Minggu, 01 Maret 2009

Memahami kemiskinan

Berbeda dengan di Bangladesh dimana kemiskinan disana adalah kemiskinan absolut, warga miskin disana bisa dikatakan tidak mempunyai kemampuan ekonomi sama sekali.
Sedangkan di Indonesia, dengan kelimpahan sumber daya alamnya, kemiskianan disini adalah kemiskinan relativ. Orang masih dapat memenuhi kebutuhan dasar hidupnya hanya dengan memanfaatkan alam disekitarnya.
Isu kemiskinan muncul ketika 'nilai ekonomi' dari hasil memanfaatkan alam tersebut secara relativ terus menurun jika dibandingkan dengan 'nilai ekonomi' dari kegiatan-kegiatan modern seperti industri, perbankan, telekomunikasi, transportasi, property dll.
Sebagai gambaran, produktivitas petani padi di Jepang tidak berbeda jauh dengan di Indonesia, kira2 10 Ton beras/ha/tahun. Yang berbeda adalah, di Jepang rata-rata petani menggarap 2 ha sawah dengan harga jual beras Rp 25.000,-/kg sedangkan di Indonesia cuma 0,3 ha sawah dengan harga jual beras Rp 5.000,-/kg. Sehingga kalau nilai ekonomi petani Jepang adalah Rp 500 jt/tahun sedangkan petani Indonesia cuma Rp 15 jt/tahun.
Nilai ekonomi petani Jepang tsb tidak berbeda jauh dengan nilai ekonomi sektor lain. Sedangkan nilai ekonomi petani Indonesia sangat jauh tertinggal dari kegiatan sektor lain.

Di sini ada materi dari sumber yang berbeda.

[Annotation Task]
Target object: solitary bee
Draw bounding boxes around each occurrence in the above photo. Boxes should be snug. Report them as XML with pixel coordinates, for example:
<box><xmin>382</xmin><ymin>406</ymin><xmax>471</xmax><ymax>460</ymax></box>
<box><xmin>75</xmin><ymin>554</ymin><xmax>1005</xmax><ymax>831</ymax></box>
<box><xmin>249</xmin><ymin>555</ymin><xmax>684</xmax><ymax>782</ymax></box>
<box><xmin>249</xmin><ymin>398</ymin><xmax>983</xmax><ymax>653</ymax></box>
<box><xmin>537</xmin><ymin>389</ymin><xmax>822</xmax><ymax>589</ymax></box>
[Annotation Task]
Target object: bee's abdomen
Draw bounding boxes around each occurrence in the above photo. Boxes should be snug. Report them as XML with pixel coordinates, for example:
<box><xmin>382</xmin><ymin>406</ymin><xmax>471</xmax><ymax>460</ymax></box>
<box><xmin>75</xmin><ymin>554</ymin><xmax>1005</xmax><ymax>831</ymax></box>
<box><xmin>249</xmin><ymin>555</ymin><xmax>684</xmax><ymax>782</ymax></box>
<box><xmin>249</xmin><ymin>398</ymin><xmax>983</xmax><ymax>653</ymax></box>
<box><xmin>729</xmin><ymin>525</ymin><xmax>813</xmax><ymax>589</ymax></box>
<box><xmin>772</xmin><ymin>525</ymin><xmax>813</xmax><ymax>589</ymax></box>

Misalnya dengan sektor industri yang besarnya Rp 50 jt (industri kecil) s/d Rp 600 jt (industri multi nasional).
Jelas bahwa ilmunya M.Yunus tidak bisa diimplementasikan di Indonesia

1 komentar:

  1. NASIB PETANI KITA
    itulah yang membuat kita terus tertinggal pak, kita lupa dengan pertanian kita, jika kita melihat sejarah Jepang, AS dan negara maju lainnya semua berawal dari landreform (pembagian lahan), lalu mereka fokus mengembangkan kebijakan yang pro petani, di negri kita petani dibiarkan terlantar, pupuk langka, irigasi dan waduk kurang, fasilitas kredit lemah, akses terhadap tanah sebagai alat produksi petani juga sangat lemah...
    padahal di negara maju para petani dimulyakan dan diproteksi...

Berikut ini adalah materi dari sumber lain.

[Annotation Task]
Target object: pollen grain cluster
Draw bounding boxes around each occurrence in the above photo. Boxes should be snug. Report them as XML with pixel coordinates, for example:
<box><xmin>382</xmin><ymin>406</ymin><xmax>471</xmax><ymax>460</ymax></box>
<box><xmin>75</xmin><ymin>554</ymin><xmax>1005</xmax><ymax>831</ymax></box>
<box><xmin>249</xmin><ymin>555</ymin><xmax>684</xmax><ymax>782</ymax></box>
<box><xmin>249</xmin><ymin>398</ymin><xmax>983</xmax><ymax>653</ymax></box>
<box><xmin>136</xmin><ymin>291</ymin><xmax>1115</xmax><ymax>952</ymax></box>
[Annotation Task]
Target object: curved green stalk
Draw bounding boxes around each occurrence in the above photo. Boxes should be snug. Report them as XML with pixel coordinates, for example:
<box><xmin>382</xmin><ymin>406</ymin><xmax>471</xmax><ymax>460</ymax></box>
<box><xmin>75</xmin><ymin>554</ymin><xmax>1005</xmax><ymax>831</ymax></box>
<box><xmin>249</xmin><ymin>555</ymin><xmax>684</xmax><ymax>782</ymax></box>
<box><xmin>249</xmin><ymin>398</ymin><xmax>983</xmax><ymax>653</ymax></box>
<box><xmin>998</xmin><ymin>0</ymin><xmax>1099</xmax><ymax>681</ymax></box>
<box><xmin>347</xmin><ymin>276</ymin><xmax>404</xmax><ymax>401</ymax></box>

    saya agak berbeda pendapat mengenai sikap bapak terhadap Grameen Bank nya Prof.Yunus, Prof.Yunus juga pada mulanya terinspirasi dari cara kerja bank BRI, cuma dia memodifikasi cara kerjanya, untuk meminjam tak perlu memerlukan colateral as usual, karena menurut dia niat baik, kerja keras juga bisa dianggap sebagai intagible colateral...
    sehingga pinjaman bank tidak hanya bisa diakses oleh orang yang punya colateral/aset yang bisa dianggunkan tapi juga bisa diakses oleh mereka yang tak punya colateral (baca:org miskin)..
    karena konteknya adalah persoalan akses terhadap pinjaman bank, saya kira konsep grameen bank masih bisa diterapkan di indonesia.